Los encuentros con Franco también se trasladaron al Castillo de Peralada, propiedad de la familia Mateu, encantada de hacer de intermediaria entre el dictador y el pintor, hecho del que existe abundante documentación gráfica. A Dalí le convenía mantener ese contacto, además de por su fascinación por el poder y por no ser molestado en su país, para poder poner en marcha un proyecto largamente acariciado: la construcción de su teatro-museo en Figueres para lo que tuvo luz verde en 1970. El pintor pagó varios peajes por todo esto. Uno de ellos fue el retrato al óleo de la nieta del dictador, Carmen Martínez-Bordiu, para el que contó con la ayuda de varios ayudantes, así como otros a lápiz del mismo Franco y su esposa Carmen Polo.

El 27 de agosto de 1967, Dalí viajó a Perpiñán acompañado de Gala, a quien en privado gustaba llamar “mi caudilla”. Vestido de almirante, se presentó como una versión paródica de Franco para pronunciar un discurso: su personal lectura de la estructura molecular. Ante el público, como si fuera Franco proclamó que “una polla xica, pica, pellarica, camatorta i becarica va tenir sis polls xics, pics, pellarics, camatorts i becarics. Si la polla no hagués sigut xica, pica, pellarica, camatorta i becarica, els sis polls no haguessin sigut xics, pics, pellarics, camatorts i becarics”.

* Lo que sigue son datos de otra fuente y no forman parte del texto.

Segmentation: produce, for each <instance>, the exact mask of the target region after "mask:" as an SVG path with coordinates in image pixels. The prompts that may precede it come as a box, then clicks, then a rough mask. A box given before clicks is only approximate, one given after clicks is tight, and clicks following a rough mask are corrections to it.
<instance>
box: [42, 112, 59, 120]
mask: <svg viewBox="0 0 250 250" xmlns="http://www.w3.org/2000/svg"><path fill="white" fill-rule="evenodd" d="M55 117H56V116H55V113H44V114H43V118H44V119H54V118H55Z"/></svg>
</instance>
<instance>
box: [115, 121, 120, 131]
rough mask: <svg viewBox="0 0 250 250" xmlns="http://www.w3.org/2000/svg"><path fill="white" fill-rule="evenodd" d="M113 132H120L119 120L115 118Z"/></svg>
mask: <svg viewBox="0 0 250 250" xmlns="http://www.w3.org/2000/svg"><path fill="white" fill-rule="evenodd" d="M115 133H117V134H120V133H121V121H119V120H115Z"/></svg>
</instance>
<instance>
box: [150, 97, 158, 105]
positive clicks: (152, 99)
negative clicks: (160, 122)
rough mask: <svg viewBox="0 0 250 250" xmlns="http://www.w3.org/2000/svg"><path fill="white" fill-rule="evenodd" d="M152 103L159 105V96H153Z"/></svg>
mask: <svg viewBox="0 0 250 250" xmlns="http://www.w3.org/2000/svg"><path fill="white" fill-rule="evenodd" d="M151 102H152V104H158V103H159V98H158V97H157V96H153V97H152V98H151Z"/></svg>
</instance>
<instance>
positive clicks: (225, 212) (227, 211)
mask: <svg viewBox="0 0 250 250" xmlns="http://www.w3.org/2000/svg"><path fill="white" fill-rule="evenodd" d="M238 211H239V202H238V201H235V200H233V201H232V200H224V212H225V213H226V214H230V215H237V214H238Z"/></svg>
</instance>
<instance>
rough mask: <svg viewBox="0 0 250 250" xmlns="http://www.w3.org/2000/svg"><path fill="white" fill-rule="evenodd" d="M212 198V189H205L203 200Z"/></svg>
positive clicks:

Pese a parodiar a Franco, la agonía del general fue dolorosa para Dalí. En octubre de 1975, el pintor se encontraba en Nueva York y fue allí cuando se enteró que el estado de salud de Franco se agravaba. El pintor fue cada día a la catedral de Saint Patrick a rezar por la pronta recuperación, algo que hacía entre lágrimas, como le explicó Enrique Sabater, testigo de esos días, a quien esto escribe. A ello se le sumaba, siempre según recordaba esta fuente, la llamada diaria que se hacía a Zarzuela y al Pardo para tener información de primera mano de lo que estaba pasando.

El 20 de noviembre de 1975, mientras estaba en su suite sonó el teléfono. Franco estaba muerto. Dalí lloró, el mismo Dalí que unas semanas antes se había entregado por última vez a los brazos del régimen. Ese día coincidió en el bar de su hotel, el Saint Regis, con el escultor Miguel Berrocal, quien brindaba por el fallecimiento para consternación del ampurdanés.

Cuando la dictadura “dio el enterado” para las últimas ejecuciones, la agencia de noticias France Press se puso en contacto con el viejo surrealista para saber su opinión. En Madrid se acababa de celebrar el 1 de octubre de 1975 una manifestación en apoyo a Franco tras la condena internacional por los fusilamientos. Aquellas declaraciones, leídas medio siglo después, siguen impactando y uno se pregunta si Dalí no era consciente de lo que decía: “El triunfo que ha obtenido hoy, con una multitud de más de dos millones de personas aclamándole como héroe supremo de España -todo el pueblo español brindándole su apoyo-, nunca habría sido posible si no se hubieran producido estos incidentes. La hostilidad de los demás países lo ha rejuvenecido treinta años en un segundo. Franco es una persona maravillosa. (…) España es un país donde, en pocos meses, ya no habrá terrorismo. Lo que se necesita es el triple de ejecuciones. Pero, de momento, ya son suficientes”.